Thursday, January 11, 2007

Genocide on Paper

Over the holiday season I read a most un-holiday kind of book: A Sunday At The Pool In Kigali by Gil Courtemanche. I picked it up quite by happenstance but was immediately interested in reading it.

The book is a "based on a true story" kind of book about the Rwandan genocide in the early 1990s. It recounts a fictional journalist's (presumably based on Courtemanche) experience in the days leading up to and during the genocide.

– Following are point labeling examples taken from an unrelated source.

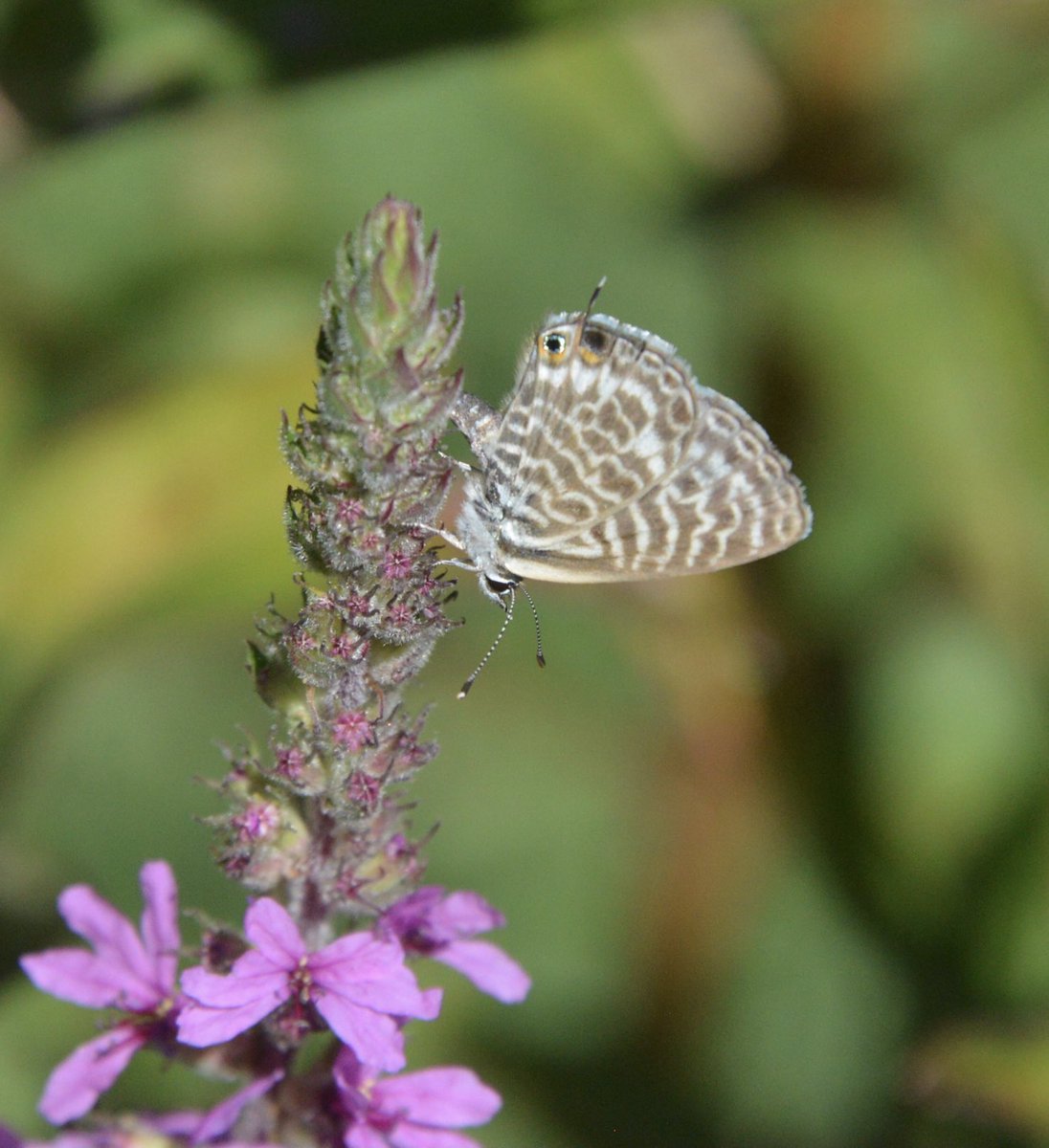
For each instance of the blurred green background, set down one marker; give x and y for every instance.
(774, 843)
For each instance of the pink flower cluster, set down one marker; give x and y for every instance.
(359, 987)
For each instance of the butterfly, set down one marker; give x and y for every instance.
(612, 463)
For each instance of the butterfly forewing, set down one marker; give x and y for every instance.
(593, 435)
(731, 500)
(613, 463)
(619, 465)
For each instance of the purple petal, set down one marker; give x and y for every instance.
(373, 1037)
(431, 1008)
(413, 911)
(367, 971)
(443, 1097)
(112, 936)
(219, 1008)
(160, 921)
(84, 979)
(269, 927)
(465, 914)
(361, 1136)
(413, 1136)
(488, 968)
(78, 1082)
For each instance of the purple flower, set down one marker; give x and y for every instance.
(434, 924)
(359, 985)
(133, 975)
(185, 1128)
(213, 1125)
(413, 1111)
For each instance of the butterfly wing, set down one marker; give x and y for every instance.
(691, 483)
(584, 439)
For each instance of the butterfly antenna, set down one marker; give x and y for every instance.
(539, 655)
(492, 648)
(590, 307)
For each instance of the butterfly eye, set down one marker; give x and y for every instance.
(595, 340)
(554, 344)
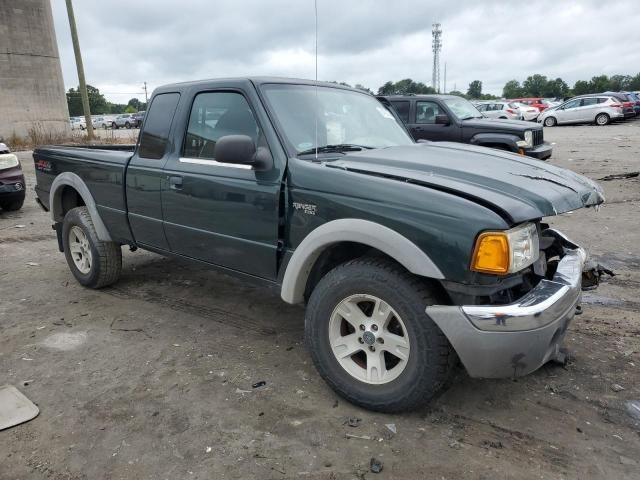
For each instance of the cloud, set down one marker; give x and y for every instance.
(125, 43)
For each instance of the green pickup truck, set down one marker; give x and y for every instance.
(408, 256)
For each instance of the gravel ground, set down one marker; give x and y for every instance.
(152, 378)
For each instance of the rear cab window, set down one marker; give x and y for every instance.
(155, 135)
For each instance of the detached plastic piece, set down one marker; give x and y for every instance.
(15, 408)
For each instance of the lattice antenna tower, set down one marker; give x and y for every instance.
(436, 33)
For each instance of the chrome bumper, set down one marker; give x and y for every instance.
(516, 339)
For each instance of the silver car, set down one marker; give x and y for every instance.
(125, 120)
(598, 109)
(499, 109)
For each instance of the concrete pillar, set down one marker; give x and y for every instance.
(32, 94)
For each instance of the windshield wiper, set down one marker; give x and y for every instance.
(341, 147)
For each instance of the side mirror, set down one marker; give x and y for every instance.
(442, 119)
(241, 150)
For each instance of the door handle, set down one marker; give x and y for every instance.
(175, 183)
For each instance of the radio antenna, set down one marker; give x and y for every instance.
(315, 5)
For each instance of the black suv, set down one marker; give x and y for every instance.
(454, 119)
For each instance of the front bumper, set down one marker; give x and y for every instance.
(516, 339)
(541, 152)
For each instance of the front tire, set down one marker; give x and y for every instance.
(370, 339)
(94, 263)
(602, 119)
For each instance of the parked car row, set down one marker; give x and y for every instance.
(124, 120)
(599, 108)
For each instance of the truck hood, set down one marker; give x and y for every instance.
(499, 125)
(516, 187)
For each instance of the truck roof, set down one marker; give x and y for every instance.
(255, 80)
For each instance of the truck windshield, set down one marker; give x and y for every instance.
(462, 108)
(333, 116)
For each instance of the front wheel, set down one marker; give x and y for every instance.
(374, 344)
(602, 119)
(94, 263)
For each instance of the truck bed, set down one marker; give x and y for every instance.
(102, 168)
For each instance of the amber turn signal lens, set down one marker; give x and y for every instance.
(491, 254)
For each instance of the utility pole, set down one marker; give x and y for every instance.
(83, 84)
(146, 97)
(436, 46)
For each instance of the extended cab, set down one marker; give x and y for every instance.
(406, 255)
(448, 118)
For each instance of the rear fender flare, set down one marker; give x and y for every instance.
(365, 232)
(505, 139)
(55, 201)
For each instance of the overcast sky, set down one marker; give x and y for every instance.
(127, 42)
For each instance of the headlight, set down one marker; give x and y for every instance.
(8, 160)
(506, 252)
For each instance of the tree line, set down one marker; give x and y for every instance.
(533, 86)
(99, 105)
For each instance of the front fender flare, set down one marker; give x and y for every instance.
(365, 232)
(55, 202)
(505, 139)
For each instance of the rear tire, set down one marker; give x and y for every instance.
(12, 206)
(602, 119)
(94, 263)
(428, 357)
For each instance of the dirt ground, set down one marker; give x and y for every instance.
(152, 378)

I had read Romeo Dallaire's book about the genocide, Shake Hands With the Devil, earlier so I had some sense of the horrors of the genocide and the lack of international concern. While both books are personal accounts of westerners, they are written very differently and come from different perspectives. Dallaire's book is very much focussed on the broader perspective of the genocide - the major players, the major incidents, the role of the international community (or lack thereof), and the like. While Dallaire recounts his personal experiences, there's not much from an everyday Rwanadan perspective. Courtemanche's book is very much an ordinary Rwandan perspective (as much as I can judge what an ordinary Rwandan perspective is).

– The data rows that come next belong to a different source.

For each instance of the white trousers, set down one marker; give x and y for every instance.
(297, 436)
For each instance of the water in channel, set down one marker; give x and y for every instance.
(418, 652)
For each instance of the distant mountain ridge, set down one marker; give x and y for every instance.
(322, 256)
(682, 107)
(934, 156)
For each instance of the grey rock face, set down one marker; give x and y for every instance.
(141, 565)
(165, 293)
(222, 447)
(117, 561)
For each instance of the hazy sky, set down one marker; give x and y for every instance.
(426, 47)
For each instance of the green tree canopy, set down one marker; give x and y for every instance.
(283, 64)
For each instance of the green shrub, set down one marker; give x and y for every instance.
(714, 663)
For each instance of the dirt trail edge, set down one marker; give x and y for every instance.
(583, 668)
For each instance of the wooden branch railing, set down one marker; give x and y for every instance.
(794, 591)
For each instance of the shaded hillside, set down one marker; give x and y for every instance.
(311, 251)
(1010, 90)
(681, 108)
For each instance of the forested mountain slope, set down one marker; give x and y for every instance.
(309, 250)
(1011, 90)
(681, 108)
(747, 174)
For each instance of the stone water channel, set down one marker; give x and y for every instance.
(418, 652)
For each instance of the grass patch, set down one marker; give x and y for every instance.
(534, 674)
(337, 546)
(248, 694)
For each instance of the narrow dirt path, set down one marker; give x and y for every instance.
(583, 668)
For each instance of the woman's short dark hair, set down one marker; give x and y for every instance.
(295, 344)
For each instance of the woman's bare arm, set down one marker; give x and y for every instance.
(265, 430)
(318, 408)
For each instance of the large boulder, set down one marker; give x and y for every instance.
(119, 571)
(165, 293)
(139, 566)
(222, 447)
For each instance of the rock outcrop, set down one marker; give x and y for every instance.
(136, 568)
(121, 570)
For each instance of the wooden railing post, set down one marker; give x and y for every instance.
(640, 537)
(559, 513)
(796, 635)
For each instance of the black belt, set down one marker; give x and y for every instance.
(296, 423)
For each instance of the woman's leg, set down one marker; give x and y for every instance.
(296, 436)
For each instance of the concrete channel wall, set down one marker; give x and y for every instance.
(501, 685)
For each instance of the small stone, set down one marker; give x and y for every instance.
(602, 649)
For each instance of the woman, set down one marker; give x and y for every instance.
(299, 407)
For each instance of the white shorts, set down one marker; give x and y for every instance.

While the main character is white Canadian journalist, he is close friends with ordinary Rwandans, and it is just as much their story as his that he is telling. The writing is raw, so don't expect to be cushioned from Rwandan life before and during the genocide. There are marked differences in sexual culture in Rwanda than here (as much as I'm on top of the sexual culture in either country), and there is a persistant sexual theme in the book, though not at all in a pornographic sense.

Several things struck me about the story this book tells. The first is that many of Rwandans in this book view personal pleasure as the ultimate goal in life. Perhaps we are not so different in that, but we tend to try and convince ourselves that we strive for "deeper" things, while the Rwandans in the book are very open about it as if it is the accepted norm. It seems more unwritten here. A second thing that struck me that for some reason I hadn't thought while reading Dallaire's book, is the lack of mention of any resistance to the genocidaires ("genociders"). I can't recall any mention in Dallaire's book of average Rwandans banding together to defend themselves (other than the RPF). I would have thought that as they realized what was going on, the Tutsis and moderate Hutus would have banded together to defend themselves against the extremists. There is only a brief mention of this happening in Courtemanche's book. Perhaps it happened more but that story hasn't yet (to my knowledge) been told.

Reviewers of this book have talked a lot about the moral challenges this book presents us with. While it did do this, I was challenged much more on an emotional level. After forming relationships with the people in the book, there was the persistant question of "What can I do for them?" Satisfactory answers haven't been forthcoming.

A similar genocidal scenario is playing itself out in Sudan, and likely other places, right now. What can I do about it? I can write letters to my MP, I can donate money to organizations working in the area, but these things are very impersonal and leave me with a sense of powerlessness. While reading books like Dallaire's and Courtemanche's, there were many times when fantasies of sitting on Kigali (capital of Rwanda) rooftops with a sniper rifle and picking off the genocidaires came to my mind. Then I would feel like I was doing something to stop the absurd rampage. While writing a cheque may be useful, I just don't thing it would bring the same feeling of accomplishment as actualizing my fantasy.

Some of you may be surprised and unsettled that I would have such murderous thoughts in my head. Read either of these books, and I'd be surprised if you didn't have them, too. Coming to terms with the full capability humans have for brutality (and this term seems very weak) is not an easy thing to do.